It’s a little late here, and my sinuses are full of fluid, but I promised you all a post about my Public Ethics course, so this will be my pre-bedtime activity for the night. Today was a whirlwind, but was incredibly rewarding nonetheless. We had this incredible lecture that explored the true differences between inequality and inequity. We spent a lot of time trying to tackle the question, “If we see an inequality, is that inequality inherently unfair?” “If the inequality is unfair (and unjust), does that then turn the inequality into an inequity?” “How might we go about determining if an inequality is unfair and/or unjust, and what would we do to combat the inequality?”
But those questions are to be answered (or explored, rather) another day. I’m here to write about what I learned on Monday, or at least tell you how I experienced this Public Ethics class. My teacher reminds me of my old professor, Scott Stonington (shoutout!), as he was extremely enthusiastic about his field of study while being so personal with his students that anything he lectured on would seem interesting to me. I also share first names with him, so you could say that inherently makes him decently cool…
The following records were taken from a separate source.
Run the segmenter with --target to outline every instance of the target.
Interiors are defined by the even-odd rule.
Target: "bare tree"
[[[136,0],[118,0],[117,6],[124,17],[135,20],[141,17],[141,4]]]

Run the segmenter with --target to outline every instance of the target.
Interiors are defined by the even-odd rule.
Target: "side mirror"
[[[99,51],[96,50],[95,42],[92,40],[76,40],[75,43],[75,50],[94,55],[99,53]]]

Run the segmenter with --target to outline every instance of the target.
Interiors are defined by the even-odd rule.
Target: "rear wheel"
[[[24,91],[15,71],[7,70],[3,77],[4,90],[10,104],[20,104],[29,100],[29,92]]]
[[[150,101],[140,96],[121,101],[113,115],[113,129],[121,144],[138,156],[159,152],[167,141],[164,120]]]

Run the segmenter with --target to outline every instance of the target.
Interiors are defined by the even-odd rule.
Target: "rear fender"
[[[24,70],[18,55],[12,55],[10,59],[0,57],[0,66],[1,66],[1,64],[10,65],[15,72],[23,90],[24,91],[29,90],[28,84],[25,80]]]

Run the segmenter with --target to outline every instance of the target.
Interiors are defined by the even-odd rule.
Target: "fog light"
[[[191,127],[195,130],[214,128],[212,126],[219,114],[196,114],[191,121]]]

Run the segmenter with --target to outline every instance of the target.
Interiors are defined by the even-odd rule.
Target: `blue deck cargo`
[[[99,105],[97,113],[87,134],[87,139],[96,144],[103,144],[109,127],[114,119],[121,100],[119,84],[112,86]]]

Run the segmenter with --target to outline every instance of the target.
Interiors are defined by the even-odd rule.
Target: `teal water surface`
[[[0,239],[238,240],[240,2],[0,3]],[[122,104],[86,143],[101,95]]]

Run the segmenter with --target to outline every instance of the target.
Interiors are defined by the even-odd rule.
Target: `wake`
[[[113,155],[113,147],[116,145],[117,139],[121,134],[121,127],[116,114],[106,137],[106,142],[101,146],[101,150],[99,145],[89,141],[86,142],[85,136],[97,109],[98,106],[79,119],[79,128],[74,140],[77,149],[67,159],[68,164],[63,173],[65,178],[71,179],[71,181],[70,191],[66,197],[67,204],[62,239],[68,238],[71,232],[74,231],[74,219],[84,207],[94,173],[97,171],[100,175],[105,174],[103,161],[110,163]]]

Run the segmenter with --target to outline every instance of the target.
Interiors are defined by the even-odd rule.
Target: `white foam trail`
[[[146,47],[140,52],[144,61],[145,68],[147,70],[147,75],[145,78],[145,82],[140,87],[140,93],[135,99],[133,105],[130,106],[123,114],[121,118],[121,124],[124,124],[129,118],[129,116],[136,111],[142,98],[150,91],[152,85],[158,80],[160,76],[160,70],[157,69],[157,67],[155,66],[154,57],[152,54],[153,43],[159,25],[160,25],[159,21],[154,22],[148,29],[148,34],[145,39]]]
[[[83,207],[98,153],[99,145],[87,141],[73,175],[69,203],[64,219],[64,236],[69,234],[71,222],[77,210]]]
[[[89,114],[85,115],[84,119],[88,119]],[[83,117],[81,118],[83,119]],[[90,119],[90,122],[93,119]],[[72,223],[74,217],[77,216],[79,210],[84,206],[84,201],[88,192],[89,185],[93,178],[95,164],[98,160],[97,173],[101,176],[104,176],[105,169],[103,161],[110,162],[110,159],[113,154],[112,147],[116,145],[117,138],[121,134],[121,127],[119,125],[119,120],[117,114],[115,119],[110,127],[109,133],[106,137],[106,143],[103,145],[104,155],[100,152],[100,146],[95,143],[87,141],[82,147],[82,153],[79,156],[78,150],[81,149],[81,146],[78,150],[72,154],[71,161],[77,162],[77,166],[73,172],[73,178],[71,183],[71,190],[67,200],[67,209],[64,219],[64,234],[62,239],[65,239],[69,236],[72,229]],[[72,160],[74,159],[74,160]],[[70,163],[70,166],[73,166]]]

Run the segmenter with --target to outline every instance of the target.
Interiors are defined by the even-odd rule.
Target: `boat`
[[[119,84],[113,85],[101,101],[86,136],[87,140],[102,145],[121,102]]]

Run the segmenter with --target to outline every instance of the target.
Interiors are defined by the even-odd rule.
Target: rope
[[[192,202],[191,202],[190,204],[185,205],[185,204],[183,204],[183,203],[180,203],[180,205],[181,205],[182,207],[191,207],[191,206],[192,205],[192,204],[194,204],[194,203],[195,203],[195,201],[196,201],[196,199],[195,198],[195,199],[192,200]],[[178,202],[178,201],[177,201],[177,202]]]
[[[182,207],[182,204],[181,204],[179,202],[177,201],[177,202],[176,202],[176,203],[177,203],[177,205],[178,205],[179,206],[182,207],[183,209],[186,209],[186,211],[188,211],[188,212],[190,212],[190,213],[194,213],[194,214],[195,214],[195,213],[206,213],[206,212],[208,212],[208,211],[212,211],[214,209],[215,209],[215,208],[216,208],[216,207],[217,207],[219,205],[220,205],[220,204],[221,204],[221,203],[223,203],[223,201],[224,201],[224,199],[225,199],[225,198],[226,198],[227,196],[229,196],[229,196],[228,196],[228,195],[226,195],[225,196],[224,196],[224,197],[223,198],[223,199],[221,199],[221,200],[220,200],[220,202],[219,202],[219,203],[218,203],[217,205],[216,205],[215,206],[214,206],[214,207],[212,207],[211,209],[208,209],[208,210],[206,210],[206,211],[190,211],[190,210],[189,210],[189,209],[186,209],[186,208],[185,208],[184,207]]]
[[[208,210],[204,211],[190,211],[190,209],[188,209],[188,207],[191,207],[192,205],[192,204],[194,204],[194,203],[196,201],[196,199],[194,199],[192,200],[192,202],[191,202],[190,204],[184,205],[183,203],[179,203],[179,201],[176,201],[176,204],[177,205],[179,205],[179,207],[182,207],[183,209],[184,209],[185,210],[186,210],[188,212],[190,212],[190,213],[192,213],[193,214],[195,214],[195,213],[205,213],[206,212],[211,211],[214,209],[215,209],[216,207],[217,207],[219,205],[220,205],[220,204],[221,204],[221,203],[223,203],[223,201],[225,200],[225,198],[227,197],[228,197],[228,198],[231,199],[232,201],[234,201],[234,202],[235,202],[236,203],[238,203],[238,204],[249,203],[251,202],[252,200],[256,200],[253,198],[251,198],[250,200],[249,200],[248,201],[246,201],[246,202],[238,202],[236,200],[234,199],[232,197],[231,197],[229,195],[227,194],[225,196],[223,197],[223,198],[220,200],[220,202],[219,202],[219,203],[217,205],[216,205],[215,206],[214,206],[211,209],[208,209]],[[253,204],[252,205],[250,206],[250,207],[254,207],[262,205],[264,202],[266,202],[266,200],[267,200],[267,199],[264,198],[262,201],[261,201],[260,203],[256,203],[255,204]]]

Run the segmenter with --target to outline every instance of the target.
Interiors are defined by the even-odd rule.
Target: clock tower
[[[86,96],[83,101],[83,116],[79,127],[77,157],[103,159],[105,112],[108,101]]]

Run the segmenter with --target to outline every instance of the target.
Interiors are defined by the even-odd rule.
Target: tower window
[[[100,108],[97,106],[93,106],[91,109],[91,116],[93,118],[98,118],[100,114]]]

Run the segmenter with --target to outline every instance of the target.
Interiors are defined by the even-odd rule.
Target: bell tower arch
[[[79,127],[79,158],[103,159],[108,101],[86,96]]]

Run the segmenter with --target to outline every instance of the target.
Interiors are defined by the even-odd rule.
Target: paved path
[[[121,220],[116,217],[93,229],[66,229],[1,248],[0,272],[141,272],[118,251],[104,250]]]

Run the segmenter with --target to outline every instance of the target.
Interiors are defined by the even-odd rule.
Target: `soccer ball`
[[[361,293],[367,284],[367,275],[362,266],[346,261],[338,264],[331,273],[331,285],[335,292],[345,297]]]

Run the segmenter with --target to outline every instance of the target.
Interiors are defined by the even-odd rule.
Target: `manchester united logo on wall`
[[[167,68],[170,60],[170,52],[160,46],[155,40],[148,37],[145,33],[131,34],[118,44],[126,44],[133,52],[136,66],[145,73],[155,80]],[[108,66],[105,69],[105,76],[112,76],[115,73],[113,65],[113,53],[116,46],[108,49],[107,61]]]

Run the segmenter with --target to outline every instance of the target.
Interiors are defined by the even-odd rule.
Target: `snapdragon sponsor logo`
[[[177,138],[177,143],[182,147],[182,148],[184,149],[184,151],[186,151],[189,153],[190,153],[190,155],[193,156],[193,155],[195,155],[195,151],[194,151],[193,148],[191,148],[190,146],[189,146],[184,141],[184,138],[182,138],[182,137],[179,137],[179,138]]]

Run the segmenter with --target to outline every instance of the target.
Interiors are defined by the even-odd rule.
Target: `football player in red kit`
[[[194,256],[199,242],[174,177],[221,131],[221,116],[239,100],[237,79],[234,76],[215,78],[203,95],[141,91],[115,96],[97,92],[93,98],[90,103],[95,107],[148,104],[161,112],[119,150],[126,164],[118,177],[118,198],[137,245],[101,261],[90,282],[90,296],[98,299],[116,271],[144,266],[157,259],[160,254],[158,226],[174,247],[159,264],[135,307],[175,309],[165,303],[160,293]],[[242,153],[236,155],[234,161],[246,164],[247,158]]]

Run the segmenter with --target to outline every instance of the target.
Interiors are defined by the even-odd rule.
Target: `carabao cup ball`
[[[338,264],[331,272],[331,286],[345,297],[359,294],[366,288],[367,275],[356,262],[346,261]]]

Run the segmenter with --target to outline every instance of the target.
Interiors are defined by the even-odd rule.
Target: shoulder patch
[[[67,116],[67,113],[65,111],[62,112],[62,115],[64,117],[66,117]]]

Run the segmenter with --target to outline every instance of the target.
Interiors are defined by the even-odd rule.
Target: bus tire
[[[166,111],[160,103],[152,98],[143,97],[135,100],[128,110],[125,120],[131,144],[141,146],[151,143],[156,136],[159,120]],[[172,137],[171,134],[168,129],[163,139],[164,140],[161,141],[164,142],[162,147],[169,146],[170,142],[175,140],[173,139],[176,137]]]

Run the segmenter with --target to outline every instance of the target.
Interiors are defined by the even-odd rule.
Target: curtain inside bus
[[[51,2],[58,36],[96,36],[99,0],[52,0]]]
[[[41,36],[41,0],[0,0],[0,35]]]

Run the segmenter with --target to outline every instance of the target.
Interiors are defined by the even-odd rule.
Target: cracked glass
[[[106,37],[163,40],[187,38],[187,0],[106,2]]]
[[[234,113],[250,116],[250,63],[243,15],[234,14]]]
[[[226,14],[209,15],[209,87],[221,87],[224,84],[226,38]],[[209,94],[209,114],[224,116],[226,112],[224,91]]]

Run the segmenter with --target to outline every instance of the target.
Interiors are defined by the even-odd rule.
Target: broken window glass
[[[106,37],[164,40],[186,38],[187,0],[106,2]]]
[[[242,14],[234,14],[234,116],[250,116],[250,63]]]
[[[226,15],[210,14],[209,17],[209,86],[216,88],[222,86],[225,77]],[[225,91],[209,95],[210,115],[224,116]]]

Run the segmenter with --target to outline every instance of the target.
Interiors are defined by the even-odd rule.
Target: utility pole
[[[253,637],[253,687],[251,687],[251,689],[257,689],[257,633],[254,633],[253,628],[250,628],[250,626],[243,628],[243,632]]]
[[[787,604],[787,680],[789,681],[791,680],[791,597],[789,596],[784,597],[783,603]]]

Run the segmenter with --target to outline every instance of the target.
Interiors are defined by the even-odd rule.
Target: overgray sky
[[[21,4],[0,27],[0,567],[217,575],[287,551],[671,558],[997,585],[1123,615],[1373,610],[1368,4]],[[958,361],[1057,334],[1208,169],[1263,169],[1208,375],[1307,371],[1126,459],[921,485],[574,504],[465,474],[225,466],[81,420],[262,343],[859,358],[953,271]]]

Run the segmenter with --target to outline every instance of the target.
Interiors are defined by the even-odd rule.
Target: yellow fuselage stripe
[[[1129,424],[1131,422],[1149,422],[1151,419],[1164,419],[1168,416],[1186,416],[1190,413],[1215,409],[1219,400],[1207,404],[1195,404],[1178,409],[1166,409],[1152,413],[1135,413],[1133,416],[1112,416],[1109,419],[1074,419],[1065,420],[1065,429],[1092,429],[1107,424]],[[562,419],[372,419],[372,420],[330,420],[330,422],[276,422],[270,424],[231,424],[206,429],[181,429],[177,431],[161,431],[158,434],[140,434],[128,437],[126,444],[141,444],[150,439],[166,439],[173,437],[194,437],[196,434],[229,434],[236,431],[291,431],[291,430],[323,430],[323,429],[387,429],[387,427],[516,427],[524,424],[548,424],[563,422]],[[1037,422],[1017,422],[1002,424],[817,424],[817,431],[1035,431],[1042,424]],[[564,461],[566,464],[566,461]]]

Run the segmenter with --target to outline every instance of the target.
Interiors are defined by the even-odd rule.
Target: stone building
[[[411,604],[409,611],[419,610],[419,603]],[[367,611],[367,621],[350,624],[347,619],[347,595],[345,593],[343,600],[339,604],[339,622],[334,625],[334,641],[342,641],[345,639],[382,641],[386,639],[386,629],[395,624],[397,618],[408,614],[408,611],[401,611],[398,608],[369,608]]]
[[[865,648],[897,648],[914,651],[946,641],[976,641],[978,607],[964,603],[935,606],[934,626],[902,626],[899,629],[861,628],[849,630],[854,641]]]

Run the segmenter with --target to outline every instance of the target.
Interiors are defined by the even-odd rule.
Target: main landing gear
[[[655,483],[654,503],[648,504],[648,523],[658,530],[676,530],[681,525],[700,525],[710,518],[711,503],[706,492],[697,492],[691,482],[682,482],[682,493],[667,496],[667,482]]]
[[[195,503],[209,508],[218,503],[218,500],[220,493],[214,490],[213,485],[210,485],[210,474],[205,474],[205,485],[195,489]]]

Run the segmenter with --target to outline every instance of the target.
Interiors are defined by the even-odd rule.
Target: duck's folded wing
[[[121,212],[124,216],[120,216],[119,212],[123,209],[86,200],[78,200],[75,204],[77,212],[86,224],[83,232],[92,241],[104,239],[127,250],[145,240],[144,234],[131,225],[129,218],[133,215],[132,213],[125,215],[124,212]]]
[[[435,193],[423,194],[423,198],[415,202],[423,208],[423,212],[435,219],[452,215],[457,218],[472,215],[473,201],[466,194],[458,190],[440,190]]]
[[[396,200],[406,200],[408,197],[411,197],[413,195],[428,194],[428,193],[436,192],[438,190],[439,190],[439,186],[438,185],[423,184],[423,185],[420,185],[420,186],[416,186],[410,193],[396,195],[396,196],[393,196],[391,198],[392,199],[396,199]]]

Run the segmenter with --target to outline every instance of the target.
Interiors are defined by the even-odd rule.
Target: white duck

To start class, Jeff got us into groups of five and had us all learn each others names, while he made the same attempt. He then asks the class if anyone can explain the “James and the villagers” example that was in our readings for the past week (I can’t remember if this was actually the name of the experiment). Whoever knew what he was talking about was told to stand up and explain, as dramatic as possible (his words, not mine), the story. It went as such:
You are a foreigner in the colonial United States. You land on the coast and come inland, entering into a village that is run by a dictator, who is an imperialist eternally trying to exert his dominance over the community of Native Americans over which he rules. Seeing that you’re another white foreigner, he happily calls you over to what best resembles a town meeting place. You look to the wall of the meeting place where the dictator has lined up twenty Native Americans. The dictator says, “Welcome to the village! Now, there’s been some misbehaving in the community, so I’ve decided to show these Native Americans who’s boss. My plan was basically to kill twenty of them right here, death by gunshot. This will help them learn that I can’t be challenged as a ruler.”
“But, I’m going to turn this over to you. You, good sir, can shoot only one Native American by yourself, and the other nineteen walk. However if you don’t choose to kill one and you walk away, then I will kill all of them.”
What would you do as the foreigner?
The class was polled and we talked about why or why not we might have chosen between the two options. After exploring our options, Jeff kept modifying the situation. For those of us who said we would kill the one Native American for the others to go free, he asked what we would do if instead we had not a gun to use but a hammer. I brought up the question of age and (independently) quality of life. What if one Native American was willing to take the fall for the rest? Would that choice have been completely autonomous? What makes the choice justified? Is it your fault for the deaths of twenty Native Americans if you choose to walk away? A Deontologist might say no. A consequentialist might say yes.
This story is a good precursor to my year studying (predominantly) philosophy. Some say, “No, philosophy is not useful because the questions that philosophers ask never have the right answer!” However, I think we’re trained to believe that there really is only one answer to the deeper questions we encounter in life. However, the fact that these questions don’t have an answer gives them this incredible inner beauty that lets us truly explore the human condition. Exploring the grey area in philosophical thought experiments like these will let us really pin-point where our boundaries lay, and finding our limits (or others limits) is important, in my mind, when trying to truly understand another. My hope is that training myself in exploring the grey areas of life through philosophy will let me then be better equipped to provide solutions (not answers) to the most difficult problems that arise in the world global health.
That’s it for tonight, friends – thanks for thinking with me.